The Court of Appeals for the Eighth Circuit has affirmed a lower court’s ruling awarding $93,243.50 in attorney fees and costs to the plaintiffs in a Fair Credit Reporting Act suit, arguing the defendant went too far with its discovery requests and for not taking reasonable steps to reduce the burden on the plaintiffs.
The background: A married couple learned that the defendant was reporting an automobile loan on their credit report as being discharged in bankruptcy, which was not true. They had been making payments on the loan for years.
- The couple sent letters to the defendant pointing out the error and nothing changed.
- They then filed suit in Indiana state court, accusing the defendant of failing to conduct a reasonable investigation under the FCRA.
- The defendant removed the case to federal court and subsequently issued subpoenas that sought documents and deposition testimony from the plaintiffs in this case — the law firm the couple had hired. The requests sought information about the assistance the plaintiffs had provided to the couple and how it structured its business, as well as asking for assistance that the plaintiff provided to other clients.

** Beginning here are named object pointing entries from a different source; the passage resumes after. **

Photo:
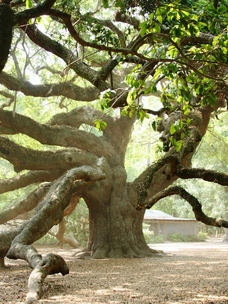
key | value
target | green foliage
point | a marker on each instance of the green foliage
(149, 235)
(100, 124)
(178, 237)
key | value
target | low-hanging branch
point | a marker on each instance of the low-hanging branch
(27, 159)
(31, 177)
(53, 135)
(207, 175)
(27, 204)
(66, 89)
(192, 200)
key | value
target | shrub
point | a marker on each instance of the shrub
(178, 237)
(149, 235)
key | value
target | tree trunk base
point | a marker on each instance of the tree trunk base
(101, 253)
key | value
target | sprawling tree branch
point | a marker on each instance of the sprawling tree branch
(31, 177)
(28, 159)
(66, 89)
(66, 55)
(196, 206)
(207, 175)
(27, 204)
(54, 135)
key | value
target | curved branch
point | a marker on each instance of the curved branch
(207, 175)
(28, 159)
(81, 115)
(32, 177)
(66, 55)
(34, 12)
(196, 206)
(27, 204)
(53, 135)
(66, 89)
(66, 18)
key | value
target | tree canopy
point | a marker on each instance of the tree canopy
(166, 61)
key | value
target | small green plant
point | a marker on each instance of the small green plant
(149, 235)
(178, 237)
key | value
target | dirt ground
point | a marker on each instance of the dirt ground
(189, 273)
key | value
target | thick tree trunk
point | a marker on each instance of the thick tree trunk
(116, 226)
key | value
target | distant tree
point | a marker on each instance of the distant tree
(115, 55)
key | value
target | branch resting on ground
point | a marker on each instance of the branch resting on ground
(52, 212)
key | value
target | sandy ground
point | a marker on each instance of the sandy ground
(189, 273)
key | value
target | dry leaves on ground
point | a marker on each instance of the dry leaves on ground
(195, 273)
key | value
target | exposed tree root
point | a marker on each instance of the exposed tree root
(50, 264)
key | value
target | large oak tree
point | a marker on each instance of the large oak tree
(118, 52)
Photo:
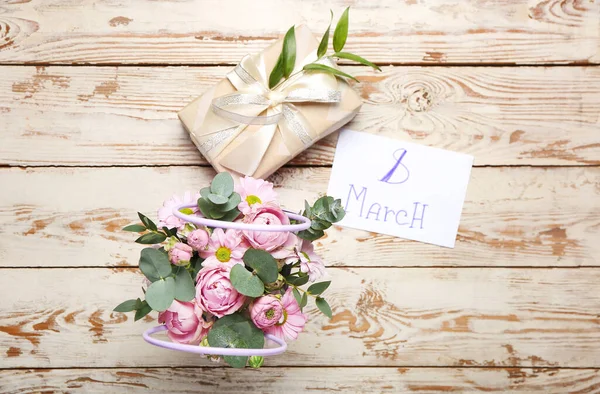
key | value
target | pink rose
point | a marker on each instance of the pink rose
(266, 311)
(198, 239)
(267, 215)
(215, 293)
(184, 323)
(180, 254)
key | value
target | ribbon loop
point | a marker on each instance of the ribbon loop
(272, 110)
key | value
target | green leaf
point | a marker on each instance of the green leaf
(303, 301)
(325, 40)
(222, 184)
(204, 192)
(356, 58)
(318, 288)
(297, 280)
(327, 69)
(289, 52)
(297, 295)
(318, 224)
(263, 264)
(135, 228)
(184, 285)
(246, 283)
(154, 264)
(217, 199)
(235, 331)
(126, 306)
(311, 235)
(142, 311)
(147, 222)
(341, 32)
(323, 307)
(277, 72)
(234, 200)
(151, 238)
(160, 294)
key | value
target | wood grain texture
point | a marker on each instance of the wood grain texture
(512, 217)
(303, 380)
(215, 31)
(108, 115)
(59, 318)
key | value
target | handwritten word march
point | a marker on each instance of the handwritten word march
(400, 188)
(377, 212)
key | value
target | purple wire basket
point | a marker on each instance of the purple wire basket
(196, 219)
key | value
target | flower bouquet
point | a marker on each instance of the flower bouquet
(227, 267)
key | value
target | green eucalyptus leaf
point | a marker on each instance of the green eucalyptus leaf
(318, 288)
(204, 192)
(135, 228)
(205, 207)
(277, 72)
(329, 70)
(184, 285)
(262, 263)
(142, 311)
(160, 294)
(222, 184)
(217, 199)
(235, 331)
(246, 283)
(341, 32)
(297, 295)
(234, 200)
(154, 264)
(126, 306)
(323, 307)
(147, 222)
(151, 238)
(325, 40)
(356, 58)
(297, 280)
(289, 52)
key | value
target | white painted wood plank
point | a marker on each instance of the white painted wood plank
(88, 116)
(57, 318)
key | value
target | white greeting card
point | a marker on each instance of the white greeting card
(400, 188)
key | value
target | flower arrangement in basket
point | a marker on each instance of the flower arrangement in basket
(227, 267)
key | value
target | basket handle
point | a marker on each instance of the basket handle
(219, 351)
(244, 226)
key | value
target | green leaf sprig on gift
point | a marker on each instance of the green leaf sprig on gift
(229, 288)
(287, 59)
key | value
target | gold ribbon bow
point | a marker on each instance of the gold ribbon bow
(254, 114)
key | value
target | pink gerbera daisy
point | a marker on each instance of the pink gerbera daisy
(224, 247)
(165, 213)
(292, 322)
(254, 193)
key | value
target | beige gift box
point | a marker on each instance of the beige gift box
(242, 127)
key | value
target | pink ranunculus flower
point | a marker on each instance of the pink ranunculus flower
(214, 292)
(254, 193)
(292, 321)
(165, 213)
(198, 239)
(180, 254)
(224, 248)
(184, 322)
(267, 215)
(266, 311)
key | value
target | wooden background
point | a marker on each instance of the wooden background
(89, 92)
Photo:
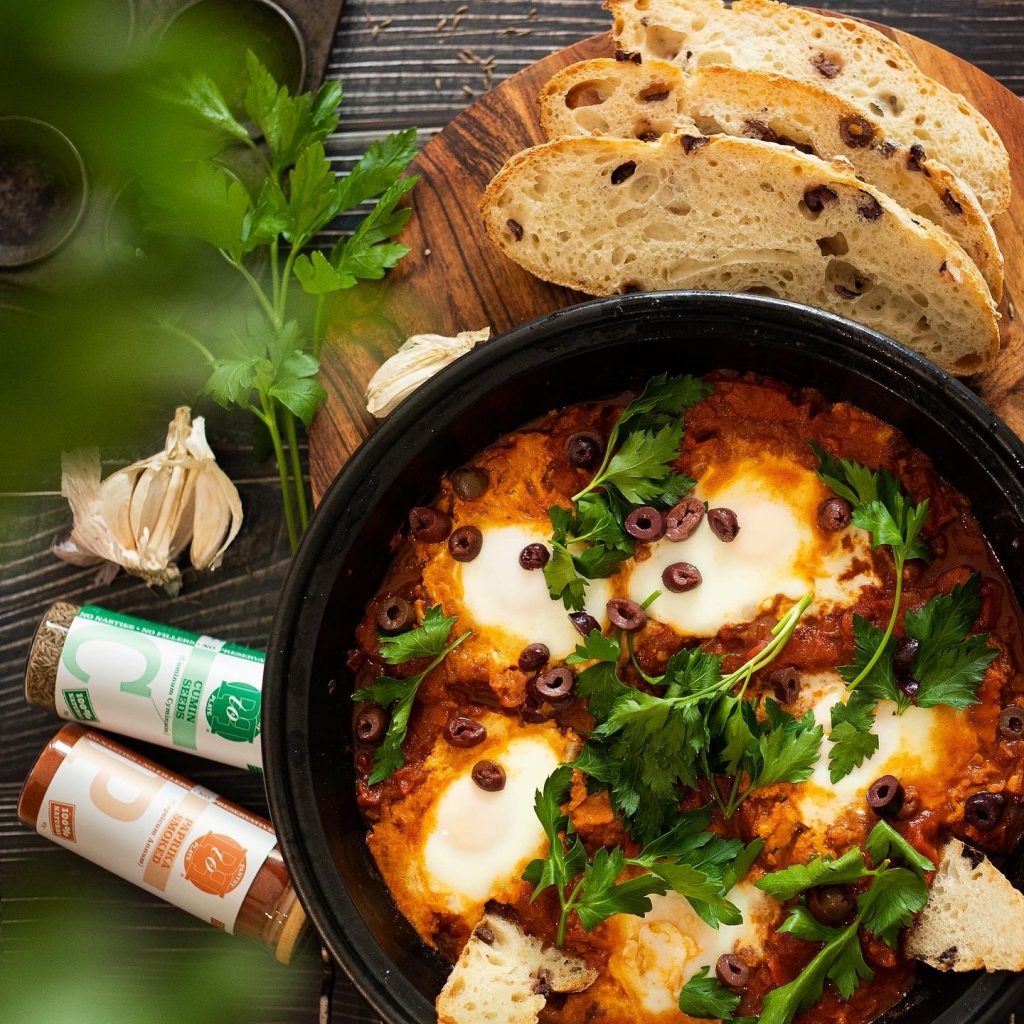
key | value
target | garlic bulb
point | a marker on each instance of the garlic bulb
(419, 358)
(141, 517)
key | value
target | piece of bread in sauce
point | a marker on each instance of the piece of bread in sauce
(606, 216)
(847, 57)
(503, 976)
(974, 918)
(637, 100)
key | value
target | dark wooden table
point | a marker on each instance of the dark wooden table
(402, 62)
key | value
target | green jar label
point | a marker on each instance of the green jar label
(163, 685)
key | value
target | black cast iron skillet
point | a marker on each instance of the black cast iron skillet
(588, 351)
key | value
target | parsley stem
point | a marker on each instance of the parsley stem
(897, 597)
(297, 477)
(269, 419)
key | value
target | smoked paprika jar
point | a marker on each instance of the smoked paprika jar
(157, 829)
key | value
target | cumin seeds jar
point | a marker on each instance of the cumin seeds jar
(147, 681)
(156, 829)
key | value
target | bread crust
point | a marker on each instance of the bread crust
(627, 99)
(847, 57)
(671, 227)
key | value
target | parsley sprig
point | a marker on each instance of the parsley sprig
(881, 508)
(429, 639)
(638, 468)
(897, 892)
(948, 668)
(259, 211)
(646, 745)
(688, 860)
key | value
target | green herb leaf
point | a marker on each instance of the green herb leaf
(851, 736)
(885, 843)
(705, 996)
(201, 96)
(949, 666)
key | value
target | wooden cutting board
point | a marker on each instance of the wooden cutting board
(455, 280)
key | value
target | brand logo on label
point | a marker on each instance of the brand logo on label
(80, 706)
(233, 712)
(62, 820)
(215, 863)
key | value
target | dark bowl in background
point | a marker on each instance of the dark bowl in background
(590, 350)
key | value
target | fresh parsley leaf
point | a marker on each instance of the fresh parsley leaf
(851, 736)
(202, 97)
(885, 843)
(949, 666)
(878, 680)
(819, 871)
(896, 895)
(601, 896)
(427, 640)
(840, 961)
(705, 996)
(882, 508)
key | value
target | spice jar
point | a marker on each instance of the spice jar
(152, 682)
(156, 829)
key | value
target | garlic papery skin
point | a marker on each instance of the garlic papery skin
(419, 358)
(142, 517)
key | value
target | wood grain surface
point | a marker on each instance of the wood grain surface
(456, 280)
(400, 66)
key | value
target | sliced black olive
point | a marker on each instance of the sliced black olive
(535, 556)
(626, 614)
(554, 686)
(428, 524)
(465, 544)
(732, 972)
(1012, 722)
(784, 684)
(683, 519)
(681, 577)
(394, 615)
(830, 904)
(585, 624)
(886, 797)
(488, 775)
(371, 724)
(724, 524)
(584, 449)
(645, 523)
(835, 514)
(462, 731)
(532, 657)
(984, 810)
(469, 483)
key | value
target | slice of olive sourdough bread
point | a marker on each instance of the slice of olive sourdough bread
(974, 918)
(606, 216)
(644, 100)
(847, 57)
(504, 976)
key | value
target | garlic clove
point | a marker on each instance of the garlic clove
(417, 360)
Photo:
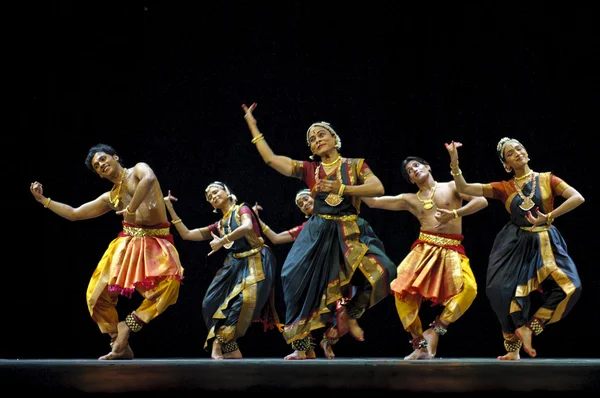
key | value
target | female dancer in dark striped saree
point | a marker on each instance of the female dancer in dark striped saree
(242, 291)
(336, 248)
(529, 253)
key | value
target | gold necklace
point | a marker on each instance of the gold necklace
(428, 203)
(117, 197)
(523, 176)
(332, 163)
(527, 202)
(332, 199)
(224, 226)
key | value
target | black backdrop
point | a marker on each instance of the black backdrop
(163, 83)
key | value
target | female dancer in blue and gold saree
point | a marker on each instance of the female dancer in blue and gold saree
(337, 250)
(529, 253)
(242, 290)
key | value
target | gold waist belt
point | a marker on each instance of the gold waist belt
(249, 252)
(540, 228)
(438, 240)
(350, 217)
(141, 232)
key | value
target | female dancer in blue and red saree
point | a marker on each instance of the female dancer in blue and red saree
(529, 253)
(336, 250)
(242, 290)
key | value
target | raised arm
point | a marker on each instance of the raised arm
(198, 234)
(473, 189)
(277, 238)
(92, 209)
(473, 205)
(282, 164)
(387, 202)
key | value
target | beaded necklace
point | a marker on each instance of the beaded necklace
(332, 199)
(428, 203)
(527, 202)
(115, 200)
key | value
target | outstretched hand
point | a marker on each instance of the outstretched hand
(248, 116)
(170, 198)
(256, 207)
(453, 151)
(36, 190)
(215, 244)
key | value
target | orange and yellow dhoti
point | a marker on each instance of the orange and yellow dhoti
(140, 259)
(436, 270)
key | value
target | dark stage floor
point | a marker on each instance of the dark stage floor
(161, 376)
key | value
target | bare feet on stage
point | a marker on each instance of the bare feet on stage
(510, 356)
(217, 352)
(237, 354)
(432, 340)
(296, 356)
(327, 349)
(120, 347)
(355, 330)
(419, 353)
(525, 334)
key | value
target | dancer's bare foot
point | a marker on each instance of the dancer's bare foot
(120, 347)
(296, 356)
(355, 330)
(217, 352)
(510, 356)
(237, 354)
(126, 353)
(525, 334)
(327, 348)
(419, 353)
(432, 340)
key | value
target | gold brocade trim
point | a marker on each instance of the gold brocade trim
(545, 191)
(550, 269)
(350, 217)
(248, 289)
(248, 253)
(562, 187)
(509, 201)
(141, 232)
(438, 240)
(540, 228)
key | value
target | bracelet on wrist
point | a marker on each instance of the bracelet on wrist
(257, 138)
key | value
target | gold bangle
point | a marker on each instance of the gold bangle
(257, 138)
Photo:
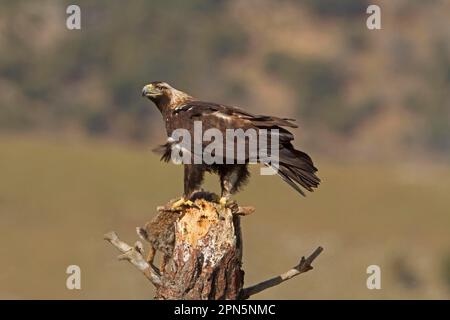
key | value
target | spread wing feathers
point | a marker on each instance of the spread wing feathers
(202, 108)
(297, 168)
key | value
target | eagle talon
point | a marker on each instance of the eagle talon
(183, 203)
(223, 201)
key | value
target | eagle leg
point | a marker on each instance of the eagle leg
(232, 177)
(183, 202)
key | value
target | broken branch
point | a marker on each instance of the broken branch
(303, 266)
(134, 256)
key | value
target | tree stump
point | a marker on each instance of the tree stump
(207, 255)
(201, 247)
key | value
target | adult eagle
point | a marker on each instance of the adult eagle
(180, 110)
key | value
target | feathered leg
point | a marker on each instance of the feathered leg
(193, 178)
(232, 177)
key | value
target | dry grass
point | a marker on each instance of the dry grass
(58, 198)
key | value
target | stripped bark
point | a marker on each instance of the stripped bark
(201, 248)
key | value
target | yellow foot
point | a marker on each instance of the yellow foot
(223, 201)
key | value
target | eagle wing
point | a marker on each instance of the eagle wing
(295, 167)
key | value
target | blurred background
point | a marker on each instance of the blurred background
(373, 109)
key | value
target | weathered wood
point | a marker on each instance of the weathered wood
(206, 260)
(201, 247)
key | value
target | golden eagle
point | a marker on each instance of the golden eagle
(180, 110)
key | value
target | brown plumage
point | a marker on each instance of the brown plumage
(180, 110)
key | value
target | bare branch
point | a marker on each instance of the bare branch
(303, 266)
(134, 256)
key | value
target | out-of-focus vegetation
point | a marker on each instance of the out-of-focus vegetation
(375, 93)
(58, 197)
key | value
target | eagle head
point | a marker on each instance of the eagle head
(164, 95)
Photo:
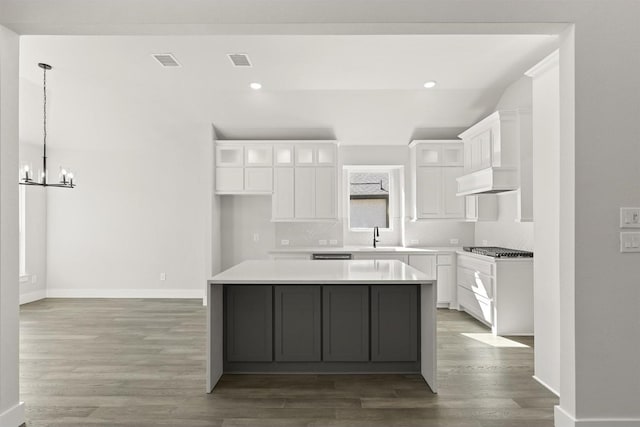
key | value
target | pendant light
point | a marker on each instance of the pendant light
(26, 173)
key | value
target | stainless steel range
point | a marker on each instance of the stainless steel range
(497, 252)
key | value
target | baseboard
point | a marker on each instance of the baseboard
(125, 293)
(32, 296)
(564, 419)
(13, 417)
(551, 389)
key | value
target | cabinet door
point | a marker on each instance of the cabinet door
(248, 311)
(229, 180)
(305, 198)
(229, 155)
(424, 263)
(326, 154)
(429, 154)
(452, 155)
(484, 140)
(305, 155)
(429, 191)
(283, 188)
(345, 323)
(258, 155)
(471, 208)
(452, 205)
(297, 323)
(394, 323)
(283, 155)
(258, 180)
(325, 193)
(476, 155)
(445, 283)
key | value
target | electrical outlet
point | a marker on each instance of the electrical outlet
(630, 241)
(629, 217)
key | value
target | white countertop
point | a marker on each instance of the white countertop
(269, 272)
(379, 249)
(492, 259)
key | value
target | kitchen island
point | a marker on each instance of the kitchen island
(321, 317)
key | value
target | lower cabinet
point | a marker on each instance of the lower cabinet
(248, 323)
(345, 323)
(297, 323)
(394, 323)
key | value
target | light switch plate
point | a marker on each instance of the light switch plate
(629, 217)
(630, 241)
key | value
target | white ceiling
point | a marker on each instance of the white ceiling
(360, 89)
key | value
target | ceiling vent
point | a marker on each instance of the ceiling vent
(239, 59)
(166, 59)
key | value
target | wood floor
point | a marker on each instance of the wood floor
(100, 362)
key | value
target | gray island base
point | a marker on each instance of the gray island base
(298, 316)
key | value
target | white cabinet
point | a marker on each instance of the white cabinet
(315, 154)
(283, 187)
(304, 193)
(305, 182)
(435, 166)
(258, 180)
(498, 153)
(429, 192)
(325, 193)
(229, 155)
(483, 207)
(499, 293)
(283, 155)
(243, 168)
(229, 180)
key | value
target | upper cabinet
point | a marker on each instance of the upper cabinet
(308, 191)
(244, 168)
(435, 165)
(498, 158)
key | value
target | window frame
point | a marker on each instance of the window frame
(390, 199)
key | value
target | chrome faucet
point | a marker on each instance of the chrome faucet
(376, 233)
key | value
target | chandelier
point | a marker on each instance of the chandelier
(65, 176)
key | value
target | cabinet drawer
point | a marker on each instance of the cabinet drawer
(485, 267)
(479, 307)
(476, 282)
(445, 260)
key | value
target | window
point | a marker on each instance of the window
(22, 204)
(369, 199)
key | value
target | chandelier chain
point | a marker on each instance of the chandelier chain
(44, 113)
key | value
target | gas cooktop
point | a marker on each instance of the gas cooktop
(497, 252)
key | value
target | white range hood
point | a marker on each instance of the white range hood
(488, 181)
(497, 150)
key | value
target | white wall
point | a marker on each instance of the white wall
(11, 409)
(34, 288)
(505, 231)
(241, 218)
(546, 267)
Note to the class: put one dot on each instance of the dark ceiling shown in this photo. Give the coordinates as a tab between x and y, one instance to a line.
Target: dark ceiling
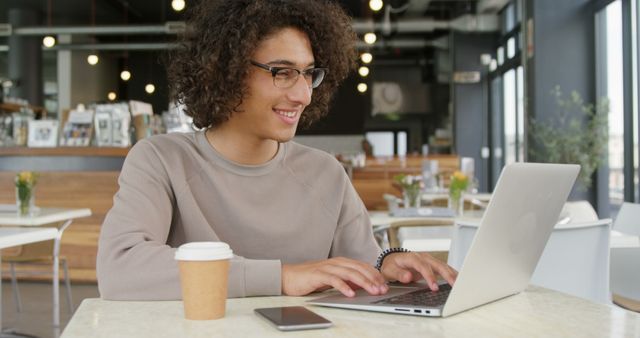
78	12
119	12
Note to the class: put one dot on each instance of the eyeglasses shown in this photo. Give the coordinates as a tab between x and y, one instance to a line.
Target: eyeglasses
286	77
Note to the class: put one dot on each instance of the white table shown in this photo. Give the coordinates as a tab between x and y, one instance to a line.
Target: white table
536	312
439	238
46	216
433	238
10	237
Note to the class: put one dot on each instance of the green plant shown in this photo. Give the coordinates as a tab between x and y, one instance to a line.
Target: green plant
25	184
577	134
411	187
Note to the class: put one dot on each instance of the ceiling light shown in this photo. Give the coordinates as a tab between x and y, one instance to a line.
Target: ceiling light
363	71
370	38
493	65
49	41
149	88
93	59
125	75
177	5
375	5
366	57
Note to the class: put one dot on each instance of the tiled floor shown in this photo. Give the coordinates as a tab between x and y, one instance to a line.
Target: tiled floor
37	313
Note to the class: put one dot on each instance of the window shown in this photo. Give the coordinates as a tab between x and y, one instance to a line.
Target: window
610	85
635	75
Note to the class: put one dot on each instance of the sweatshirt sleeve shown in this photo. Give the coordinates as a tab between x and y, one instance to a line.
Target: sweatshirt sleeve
354	235
134	260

- The plaintiff sought relief from the subpoenas and a District Court judge ruled that some of the defendant’s requests were not relevant to the suit filed by the couple against the defendant, quashed the subpoenas, and awarded the plaintiffs $93,243.50 in fees and costs. The defendant appealed the ruling.
The ruling: In this case, the defendant was sued for not conducting a reasonable investigation, and its defense was that it had no duty to investigate because it was not notified directly by the couple or indirectly through a reseller. The defendant’s view was the “directly” applied only to being notified by the consumer, and that a letter from a law firm can not trigger a duty to investigate.
- The issue with that interpretation, according to the Eighth Circuit, is that its reading of the statute isn’t the most practical. The word “directly” means who the letter goes to, not where the letter must come from. There is nothing in the FCRA that says the letter “must go directly from a consumer’s mailbox to the credit agency’s post office box or business address.”
- This meant that many of the requests from the defendant were irrelevant, the Eighth Circuit ruled.
- “It makes no difference that Experian believes it acted in good faith,” the Appeals Court wrote. “For one thing, the district court disagreed. But even if it had come out the other way, there is no good-faith defense for issuing an overly burdensome subpoena.”